The company, Intoxalock, says on its website that it is “currently experiencing downtime” after a cyberattack on March 14. Intoxalock sells breathalyzer devices that fit into vehicle ignition switches, and is used by people who are required to provide a negative alcohol breath sample to start their car.
Intoxalock spokesperson Rachael Larson confirmed to TechCrunch that the company had been hit by a cyberattack. Larson said the company took steps to “temporarily pause some of our systems as a precautionary measure.”
These breathalyzer devices need to be calibrated every few months or so, but the cyberattack has left Intoxalock unable to perform these calibrations. The company said customers whose devices require calibration may experience delays starting their vehicles.
Drivers posting on Reddit say that cars are unable to start if they miss a calibration, effectively locking drivers out of their vehicles.
According to local news reports across Maine, drivers are experiencing lockouts and some have been unable to start their vehicles. One auto shop in Middleboro told WCVB 5 in Boston that it has had cars parked in its lot all week due to the cyberattack.

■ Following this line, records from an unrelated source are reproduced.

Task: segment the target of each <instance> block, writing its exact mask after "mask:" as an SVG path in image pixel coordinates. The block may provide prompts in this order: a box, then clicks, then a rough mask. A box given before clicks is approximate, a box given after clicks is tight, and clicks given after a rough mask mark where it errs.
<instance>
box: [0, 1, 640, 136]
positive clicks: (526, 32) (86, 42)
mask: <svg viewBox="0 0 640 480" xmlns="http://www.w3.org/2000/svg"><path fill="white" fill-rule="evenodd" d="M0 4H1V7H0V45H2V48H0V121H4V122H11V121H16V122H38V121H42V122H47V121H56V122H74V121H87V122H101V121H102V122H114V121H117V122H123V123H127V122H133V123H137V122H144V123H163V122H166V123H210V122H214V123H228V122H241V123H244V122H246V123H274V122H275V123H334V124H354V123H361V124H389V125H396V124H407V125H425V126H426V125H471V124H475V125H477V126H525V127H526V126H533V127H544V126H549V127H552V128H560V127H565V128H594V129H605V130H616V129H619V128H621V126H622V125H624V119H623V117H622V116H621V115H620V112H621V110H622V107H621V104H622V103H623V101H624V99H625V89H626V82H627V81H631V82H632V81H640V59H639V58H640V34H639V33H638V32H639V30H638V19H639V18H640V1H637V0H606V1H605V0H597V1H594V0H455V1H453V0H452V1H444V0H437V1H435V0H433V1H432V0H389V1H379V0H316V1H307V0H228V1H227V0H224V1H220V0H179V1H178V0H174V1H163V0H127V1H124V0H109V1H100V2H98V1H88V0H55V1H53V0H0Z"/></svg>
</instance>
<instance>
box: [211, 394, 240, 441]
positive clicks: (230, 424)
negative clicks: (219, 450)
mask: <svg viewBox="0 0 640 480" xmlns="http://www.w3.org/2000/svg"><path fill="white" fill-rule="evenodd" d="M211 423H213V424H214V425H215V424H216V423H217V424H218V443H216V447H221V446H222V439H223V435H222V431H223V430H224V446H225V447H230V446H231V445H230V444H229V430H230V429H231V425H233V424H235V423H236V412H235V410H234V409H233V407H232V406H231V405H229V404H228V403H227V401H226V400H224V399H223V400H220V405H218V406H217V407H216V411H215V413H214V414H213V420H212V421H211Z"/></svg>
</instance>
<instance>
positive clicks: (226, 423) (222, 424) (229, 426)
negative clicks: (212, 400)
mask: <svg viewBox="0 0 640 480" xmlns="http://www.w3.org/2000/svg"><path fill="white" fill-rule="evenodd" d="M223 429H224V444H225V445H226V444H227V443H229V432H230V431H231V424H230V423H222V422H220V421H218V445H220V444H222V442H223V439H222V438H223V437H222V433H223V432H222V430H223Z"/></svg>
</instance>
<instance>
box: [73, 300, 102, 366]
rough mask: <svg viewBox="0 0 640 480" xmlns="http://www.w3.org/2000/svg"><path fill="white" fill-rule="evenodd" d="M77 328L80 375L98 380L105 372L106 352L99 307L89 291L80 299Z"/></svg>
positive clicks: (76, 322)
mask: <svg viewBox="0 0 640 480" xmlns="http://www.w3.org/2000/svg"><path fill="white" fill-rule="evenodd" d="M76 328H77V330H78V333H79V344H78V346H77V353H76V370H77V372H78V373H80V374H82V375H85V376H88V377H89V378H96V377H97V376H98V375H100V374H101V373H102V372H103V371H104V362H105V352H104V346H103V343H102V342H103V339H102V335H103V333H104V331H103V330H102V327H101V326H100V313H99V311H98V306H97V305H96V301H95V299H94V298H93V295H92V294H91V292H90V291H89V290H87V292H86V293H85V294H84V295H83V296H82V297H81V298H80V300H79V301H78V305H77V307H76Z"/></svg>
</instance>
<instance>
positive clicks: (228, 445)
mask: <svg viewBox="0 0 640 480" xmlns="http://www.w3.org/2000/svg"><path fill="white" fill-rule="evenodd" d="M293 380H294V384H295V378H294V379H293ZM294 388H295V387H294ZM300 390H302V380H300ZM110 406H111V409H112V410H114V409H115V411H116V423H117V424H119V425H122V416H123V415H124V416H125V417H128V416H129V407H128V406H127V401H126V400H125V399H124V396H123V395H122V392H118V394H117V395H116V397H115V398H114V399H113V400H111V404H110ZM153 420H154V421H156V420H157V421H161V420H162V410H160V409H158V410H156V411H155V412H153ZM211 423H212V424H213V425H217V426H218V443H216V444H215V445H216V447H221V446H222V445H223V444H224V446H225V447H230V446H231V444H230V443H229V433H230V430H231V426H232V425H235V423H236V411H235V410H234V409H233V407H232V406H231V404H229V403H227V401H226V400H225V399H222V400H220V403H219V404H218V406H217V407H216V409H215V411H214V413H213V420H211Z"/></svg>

News reports from across the United States show drivers are affected from New York to Minnesota, and drivers have been unable to drive because their vehicle-based breathalyzers cannot be immediately calibrated.
Intoxalock would not say what kind of cyberattack it was experiencing, such as ransomware or if there was a data breach, or whether it had received any communications from the hackers, including any ransom demands. The company’s technology is used in 46 states, its website says, and it claims to provide services to 150,000 drivers every year.
Intoxalock did not provide an estimated timeline for its recovery.